[Frontiers in Bioscience S2, 969-979, June 1, 2010]

Regulation of T cells in airway disease by beta-agonist

Matthew J. Loza, Raymond B. Penn

Department of Medicine, Division of Pulmonary & Critical Care Medicine University of Maryland School of Medicine, Baltimore MD 21201

TABLE OF CONTENTS

1. Abstract
2. Introduction
3. At the cellular/molecular level: T cell signaling
3.1. Antigen-dependent signaling
3.2. Antigen-independent signaling
3.3. Beta-agonist regulation of T cell signaling
4. Asthma, inflammation, and T cells
5. Effects of beta-agonists on T cells
5.1. Effects of beta-agonists in in vivo models of allergic lung inflammation
5.2. Effects of beta-agonists on T cells using cell culture models
6. What's next: futures studies examining beta-agonist effects on T cells
6.1. The fundamental question of the relevance of beta-agonist regulation of T cells
6.2. Agonism properties of various beta-agonists
6.3. Compartmentalization of Beta2AR signaling in T cells
7. Acknowledgement
8. References

1. ABSTRACT

It is widely recognized that Th2 cytokines derived from T cells play a major role in the development of allergic lung inflammation that causes most asthma.

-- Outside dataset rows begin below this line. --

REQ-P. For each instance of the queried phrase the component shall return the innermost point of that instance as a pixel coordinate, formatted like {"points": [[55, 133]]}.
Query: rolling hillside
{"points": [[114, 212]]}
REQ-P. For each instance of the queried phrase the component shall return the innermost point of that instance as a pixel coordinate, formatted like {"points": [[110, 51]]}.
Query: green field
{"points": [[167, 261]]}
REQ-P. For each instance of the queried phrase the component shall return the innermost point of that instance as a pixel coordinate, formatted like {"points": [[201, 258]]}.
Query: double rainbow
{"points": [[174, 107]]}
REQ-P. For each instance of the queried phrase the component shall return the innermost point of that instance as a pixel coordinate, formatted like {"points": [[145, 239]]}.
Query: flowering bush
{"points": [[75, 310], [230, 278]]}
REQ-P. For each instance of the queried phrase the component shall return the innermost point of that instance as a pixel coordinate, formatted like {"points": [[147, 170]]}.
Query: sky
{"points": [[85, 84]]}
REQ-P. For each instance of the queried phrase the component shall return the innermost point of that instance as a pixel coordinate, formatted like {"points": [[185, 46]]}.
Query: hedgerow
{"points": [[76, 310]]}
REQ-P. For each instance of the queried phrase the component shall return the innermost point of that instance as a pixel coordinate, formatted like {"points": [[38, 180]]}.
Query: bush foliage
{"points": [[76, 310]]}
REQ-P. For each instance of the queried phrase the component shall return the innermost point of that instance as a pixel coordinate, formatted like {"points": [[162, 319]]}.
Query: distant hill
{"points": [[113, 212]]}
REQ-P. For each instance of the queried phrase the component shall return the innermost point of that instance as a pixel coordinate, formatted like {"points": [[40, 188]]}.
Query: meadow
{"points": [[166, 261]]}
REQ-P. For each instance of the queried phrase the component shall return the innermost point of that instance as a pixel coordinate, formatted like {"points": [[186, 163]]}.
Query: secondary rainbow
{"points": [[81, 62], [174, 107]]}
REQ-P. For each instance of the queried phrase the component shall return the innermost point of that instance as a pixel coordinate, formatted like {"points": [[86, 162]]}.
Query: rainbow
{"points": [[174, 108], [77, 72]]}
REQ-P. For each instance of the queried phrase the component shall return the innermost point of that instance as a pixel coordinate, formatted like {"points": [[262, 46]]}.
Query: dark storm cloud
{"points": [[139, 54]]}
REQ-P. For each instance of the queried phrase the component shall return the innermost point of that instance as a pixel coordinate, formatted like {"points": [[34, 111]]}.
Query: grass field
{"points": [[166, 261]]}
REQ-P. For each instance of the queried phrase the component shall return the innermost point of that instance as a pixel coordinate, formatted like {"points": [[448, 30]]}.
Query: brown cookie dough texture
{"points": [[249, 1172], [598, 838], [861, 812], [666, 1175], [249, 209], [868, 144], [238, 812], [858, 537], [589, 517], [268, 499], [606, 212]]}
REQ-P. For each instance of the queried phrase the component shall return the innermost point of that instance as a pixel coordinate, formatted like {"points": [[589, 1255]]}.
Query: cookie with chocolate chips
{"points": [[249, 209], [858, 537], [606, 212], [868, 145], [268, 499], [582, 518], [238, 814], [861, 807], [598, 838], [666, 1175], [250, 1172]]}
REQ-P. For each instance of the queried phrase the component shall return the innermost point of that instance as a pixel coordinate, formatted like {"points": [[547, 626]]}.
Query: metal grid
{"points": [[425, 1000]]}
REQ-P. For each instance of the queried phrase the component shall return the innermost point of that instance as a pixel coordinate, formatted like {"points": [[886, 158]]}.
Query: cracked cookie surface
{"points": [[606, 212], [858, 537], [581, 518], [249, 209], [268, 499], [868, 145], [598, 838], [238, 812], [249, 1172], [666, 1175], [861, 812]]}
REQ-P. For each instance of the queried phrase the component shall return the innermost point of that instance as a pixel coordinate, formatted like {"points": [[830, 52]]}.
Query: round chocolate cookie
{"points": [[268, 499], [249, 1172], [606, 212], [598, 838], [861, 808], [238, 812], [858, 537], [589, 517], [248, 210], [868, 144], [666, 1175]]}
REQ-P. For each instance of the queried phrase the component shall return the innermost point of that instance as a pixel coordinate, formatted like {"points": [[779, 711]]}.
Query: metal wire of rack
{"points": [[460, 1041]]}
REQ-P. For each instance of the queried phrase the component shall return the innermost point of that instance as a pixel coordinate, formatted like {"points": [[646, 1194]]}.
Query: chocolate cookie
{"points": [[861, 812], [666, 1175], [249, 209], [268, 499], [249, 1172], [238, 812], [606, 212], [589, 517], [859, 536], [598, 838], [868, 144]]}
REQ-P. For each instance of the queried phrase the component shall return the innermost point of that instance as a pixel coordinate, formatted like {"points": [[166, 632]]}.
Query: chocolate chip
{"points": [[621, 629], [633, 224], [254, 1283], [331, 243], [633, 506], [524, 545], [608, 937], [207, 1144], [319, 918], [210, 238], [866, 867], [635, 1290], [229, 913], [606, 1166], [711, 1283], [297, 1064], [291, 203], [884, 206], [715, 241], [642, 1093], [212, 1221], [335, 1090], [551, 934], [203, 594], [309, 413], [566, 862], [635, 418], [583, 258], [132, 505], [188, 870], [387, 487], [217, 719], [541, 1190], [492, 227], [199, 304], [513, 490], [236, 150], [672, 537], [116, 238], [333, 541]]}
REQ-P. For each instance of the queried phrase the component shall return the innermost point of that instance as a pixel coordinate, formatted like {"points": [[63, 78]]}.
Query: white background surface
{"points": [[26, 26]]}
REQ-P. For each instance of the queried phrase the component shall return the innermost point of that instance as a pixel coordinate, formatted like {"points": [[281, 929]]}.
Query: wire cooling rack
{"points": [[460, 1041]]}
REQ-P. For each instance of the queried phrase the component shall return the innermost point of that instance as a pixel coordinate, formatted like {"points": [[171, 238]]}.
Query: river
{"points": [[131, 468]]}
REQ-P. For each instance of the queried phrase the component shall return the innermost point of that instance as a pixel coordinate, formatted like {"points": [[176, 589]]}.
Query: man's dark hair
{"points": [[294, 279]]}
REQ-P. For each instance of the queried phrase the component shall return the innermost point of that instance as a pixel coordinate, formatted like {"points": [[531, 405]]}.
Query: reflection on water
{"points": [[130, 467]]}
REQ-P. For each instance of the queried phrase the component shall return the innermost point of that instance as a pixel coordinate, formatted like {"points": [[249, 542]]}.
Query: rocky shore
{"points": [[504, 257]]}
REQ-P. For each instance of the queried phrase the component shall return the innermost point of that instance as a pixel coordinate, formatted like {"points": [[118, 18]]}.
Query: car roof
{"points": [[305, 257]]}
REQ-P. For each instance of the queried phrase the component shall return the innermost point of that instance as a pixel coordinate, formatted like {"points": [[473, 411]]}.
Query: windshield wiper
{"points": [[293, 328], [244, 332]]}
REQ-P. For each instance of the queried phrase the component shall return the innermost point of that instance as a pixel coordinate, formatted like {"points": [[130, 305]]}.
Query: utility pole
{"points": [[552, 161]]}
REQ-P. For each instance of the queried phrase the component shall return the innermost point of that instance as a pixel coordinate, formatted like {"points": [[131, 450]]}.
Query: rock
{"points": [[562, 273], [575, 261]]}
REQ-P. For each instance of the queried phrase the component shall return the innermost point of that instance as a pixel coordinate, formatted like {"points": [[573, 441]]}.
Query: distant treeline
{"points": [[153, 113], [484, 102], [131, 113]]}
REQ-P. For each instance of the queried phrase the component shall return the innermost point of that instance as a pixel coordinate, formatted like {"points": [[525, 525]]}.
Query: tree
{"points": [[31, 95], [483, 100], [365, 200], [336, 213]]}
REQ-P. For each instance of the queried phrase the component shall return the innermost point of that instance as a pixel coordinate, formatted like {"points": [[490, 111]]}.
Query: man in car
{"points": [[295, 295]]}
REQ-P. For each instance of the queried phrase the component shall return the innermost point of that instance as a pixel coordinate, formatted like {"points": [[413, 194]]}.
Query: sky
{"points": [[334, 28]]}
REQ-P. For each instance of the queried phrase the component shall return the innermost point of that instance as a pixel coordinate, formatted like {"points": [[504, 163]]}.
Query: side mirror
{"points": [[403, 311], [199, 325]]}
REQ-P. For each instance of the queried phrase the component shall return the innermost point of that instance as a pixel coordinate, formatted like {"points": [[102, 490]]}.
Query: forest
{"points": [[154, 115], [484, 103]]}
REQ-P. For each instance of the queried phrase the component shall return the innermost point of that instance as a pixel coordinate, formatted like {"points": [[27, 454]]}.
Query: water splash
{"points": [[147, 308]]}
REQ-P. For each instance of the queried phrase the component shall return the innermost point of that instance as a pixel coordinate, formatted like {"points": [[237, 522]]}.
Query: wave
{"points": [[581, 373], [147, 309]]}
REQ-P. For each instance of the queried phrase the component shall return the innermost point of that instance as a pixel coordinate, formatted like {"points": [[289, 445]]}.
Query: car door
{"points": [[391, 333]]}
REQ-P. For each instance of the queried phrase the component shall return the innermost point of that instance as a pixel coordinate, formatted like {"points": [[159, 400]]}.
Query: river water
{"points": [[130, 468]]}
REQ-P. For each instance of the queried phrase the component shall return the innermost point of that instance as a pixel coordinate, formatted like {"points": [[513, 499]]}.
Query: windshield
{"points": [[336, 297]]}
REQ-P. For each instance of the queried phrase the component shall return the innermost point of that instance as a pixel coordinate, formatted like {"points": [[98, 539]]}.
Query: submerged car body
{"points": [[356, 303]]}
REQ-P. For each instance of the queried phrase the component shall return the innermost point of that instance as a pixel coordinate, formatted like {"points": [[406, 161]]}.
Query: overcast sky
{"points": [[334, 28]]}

Beta-agonists are important rescue and maintenance therapies for asthma, yet our understanding of beta-agonist effects on T cell biology is surprisingly poor. Recent studies using both cell culture and more integrative models are beginning to reveal beta-agonist regulation of T cell signaling and function that may be important in the pathogenesis and treatment of asthma and possibly other inflammatory diseases. Here we provide a comprehensive review of the literature concerning beta-agonist effects on T cells, and discuss the relevance of emerging paradigms of beta-adrenergic receptor signaling to T cell function.